I was diagnosed at 53 & almost dead from DKA. The nurses & doctor were puzzled about what type I was given my age & slender size. I think if I had been less sick, I would have been labeled T2 because I was treated as a freak of nature.
It seems that it’s patients like us who are raising awareness. I dare say all those doctors who’ve misdiagnosed, won’t make that mistake so quickly again.
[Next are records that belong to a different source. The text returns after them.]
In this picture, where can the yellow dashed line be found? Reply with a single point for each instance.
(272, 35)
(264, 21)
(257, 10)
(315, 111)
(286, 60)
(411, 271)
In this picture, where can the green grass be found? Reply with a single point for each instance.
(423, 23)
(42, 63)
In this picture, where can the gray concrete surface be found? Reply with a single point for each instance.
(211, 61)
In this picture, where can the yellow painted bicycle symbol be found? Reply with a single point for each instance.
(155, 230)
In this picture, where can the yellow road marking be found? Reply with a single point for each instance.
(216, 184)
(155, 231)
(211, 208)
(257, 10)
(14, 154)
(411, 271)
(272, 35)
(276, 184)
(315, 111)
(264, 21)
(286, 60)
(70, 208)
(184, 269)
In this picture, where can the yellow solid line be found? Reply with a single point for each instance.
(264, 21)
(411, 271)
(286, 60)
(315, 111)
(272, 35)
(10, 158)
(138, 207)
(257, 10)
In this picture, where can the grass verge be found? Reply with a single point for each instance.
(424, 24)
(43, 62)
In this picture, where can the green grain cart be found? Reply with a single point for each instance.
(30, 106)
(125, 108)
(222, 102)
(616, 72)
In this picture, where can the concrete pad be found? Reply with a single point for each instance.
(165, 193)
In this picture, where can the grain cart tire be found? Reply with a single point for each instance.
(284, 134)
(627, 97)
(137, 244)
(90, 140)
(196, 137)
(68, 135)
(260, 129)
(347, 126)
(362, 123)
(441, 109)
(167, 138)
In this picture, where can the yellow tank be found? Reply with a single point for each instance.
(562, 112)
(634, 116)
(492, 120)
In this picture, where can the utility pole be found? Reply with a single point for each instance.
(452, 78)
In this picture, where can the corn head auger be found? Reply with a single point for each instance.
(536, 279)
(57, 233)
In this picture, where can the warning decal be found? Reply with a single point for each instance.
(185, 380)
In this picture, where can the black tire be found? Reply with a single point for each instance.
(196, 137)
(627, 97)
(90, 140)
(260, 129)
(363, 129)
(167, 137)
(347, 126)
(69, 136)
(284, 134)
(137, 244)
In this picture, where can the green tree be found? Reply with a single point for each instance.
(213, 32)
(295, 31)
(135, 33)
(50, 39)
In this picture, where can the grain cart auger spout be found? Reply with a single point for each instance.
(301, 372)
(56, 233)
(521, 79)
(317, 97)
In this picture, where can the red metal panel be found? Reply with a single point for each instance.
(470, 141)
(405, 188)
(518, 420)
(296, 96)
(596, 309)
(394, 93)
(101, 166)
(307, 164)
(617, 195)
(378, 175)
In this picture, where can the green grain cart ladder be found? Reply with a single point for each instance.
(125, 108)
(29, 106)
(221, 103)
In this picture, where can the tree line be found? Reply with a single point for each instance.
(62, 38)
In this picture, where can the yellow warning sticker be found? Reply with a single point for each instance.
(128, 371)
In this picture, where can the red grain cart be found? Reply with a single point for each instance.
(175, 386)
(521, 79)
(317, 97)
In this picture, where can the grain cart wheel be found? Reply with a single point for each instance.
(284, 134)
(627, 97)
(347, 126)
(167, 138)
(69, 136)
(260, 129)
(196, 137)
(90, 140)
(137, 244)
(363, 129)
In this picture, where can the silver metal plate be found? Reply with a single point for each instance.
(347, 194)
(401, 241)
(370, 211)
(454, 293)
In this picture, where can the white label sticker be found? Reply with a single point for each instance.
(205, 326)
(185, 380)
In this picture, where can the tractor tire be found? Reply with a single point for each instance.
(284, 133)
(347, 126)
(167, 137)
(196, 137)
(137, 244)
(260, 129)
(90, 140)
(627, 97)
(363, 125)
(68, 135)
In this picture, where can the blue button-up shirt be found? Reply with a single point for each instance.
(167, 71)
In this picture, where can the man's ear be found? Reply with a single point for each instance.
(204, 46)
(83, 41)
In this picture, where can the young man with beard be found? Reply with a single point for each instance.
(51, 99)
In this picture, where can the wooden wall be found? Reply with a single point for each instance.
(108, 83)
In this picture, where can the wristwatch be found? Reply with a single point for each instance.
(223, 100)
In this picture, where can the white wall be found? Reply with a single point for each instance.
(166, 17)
It also seems that LADA comes in all different shapes and sizes.
In 2007, age 20 years or older: 23.5 million, or 10.7 percent, of all people in this age group have diabetes in the USA.
If 20% of diagnosed T2s are actually misdiagnosed, and let’s assume some of that 23.5M go straight to T1, then that means about 3-4 million are undiagnosed LADA. Astounding when you look at those numbers, isn’t it?
More awareness is definitely needed! It’s happening but far too slowly. Time and time again I’ve heard doctors refusing the antibody tests.